Jackie Bowen

Personal information
- Full name: Benjamin John Bowen
- Born: 25 March 1915 Llanelli, Wales
- Died: 26 February 2009 (aged 93) Wigan, England

Playing information

Rugby union
- Position: Forward
Club
| Years | Team | Pld | T | G | FG | P |
|  | Llanelli RFC |  |  |  |  |  |

Rugby league
- Position: Forwards
Club
| Years | Team | Pld | T | G | FG | P |
| 1938–48 | Wigan RLFC | 147 |  |  |  | 112 |
| 1948–49 | Leigh | 30 |  |  |  | 21 |
|  | Total | 177 | 0 | 0 | 0 | 133 |
Representative
| Years | Team | Pld | T | G | FG | P |
| 1945–48 | Wales | 2 | 0 | 0 | 0 | 0 |
- Source:

= Jackie Bowen =

Wales international rugby league & union footballer (1915–2009)

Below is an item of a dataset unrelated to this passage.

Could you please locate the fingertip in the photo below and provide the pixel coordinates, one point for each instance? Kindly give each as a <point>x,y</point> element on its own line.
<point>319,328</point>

Benjamin John Bowen (25 March 1915 – 26 February 2009) was a Welsh rugby union, and professional rugby league footballer who played in the 1930s and 1940s. He played club level rugby union (RU) for Llanelli, and representative rugby league for Wales, and at club level for Wigan, and Leigh (where he scored seven tries), and represented the Welsh league team.

==Background==
Bowen was born Llanelli, Wales, he was the first ever landlord of The Wellfield Hotel public house in the middle of the then new Beech Hill housing estate in Wigan, and he died aged 93 in Wigan, Greater Manchester, England.

==Rugby career==
Bowen first played first-class rugby for Llanelli, and was on the brink of winning his first cap for the Welsh union team when he switched to league. Bowen was a trialist in 1938 and managed to play in front of the selectors on the side of the 'Probables', but on leaving the field he was approached by officials from Wigan. The club offered him a ten-year contract, and when Bowen accepted he severed his links from the union code by becoming professional. Bowen changed rugby football codes from rugby union to rugby league when he transferred to Wigan, but with the outbreak of World War II he joined the British Armed Forces becoming a member of the Welsh Guards. Jackie Bowen played in Wigan's 10–7 victory over Salford in the 1938–39 Lancashire Cup Final during the 1938–39 season at Station Road, Swinton on Saturday 22 October 1938. After the war he returned to Wigan, and in 1945 he won his first international cap in a game against England.

Jackie Bowen played in Wigan's 13–9 victory over Dewsbury in the Championship Final first-leg during the 1943–44 season at Central Park, Wigan on Saturday 13 May 1944, and played in the 12–5 victory over Dewsbury in the Championship Final second-leg during the 1943–44 season at Crown Flatt, Dewsbury on Saturday 20 May 1944.

Although capped for Wales, he did not receive his actual cap until 2005 when he was awarded it during a half-time presentation on the pitch of the JJB Stadium in a match between Wigan and St. Helens.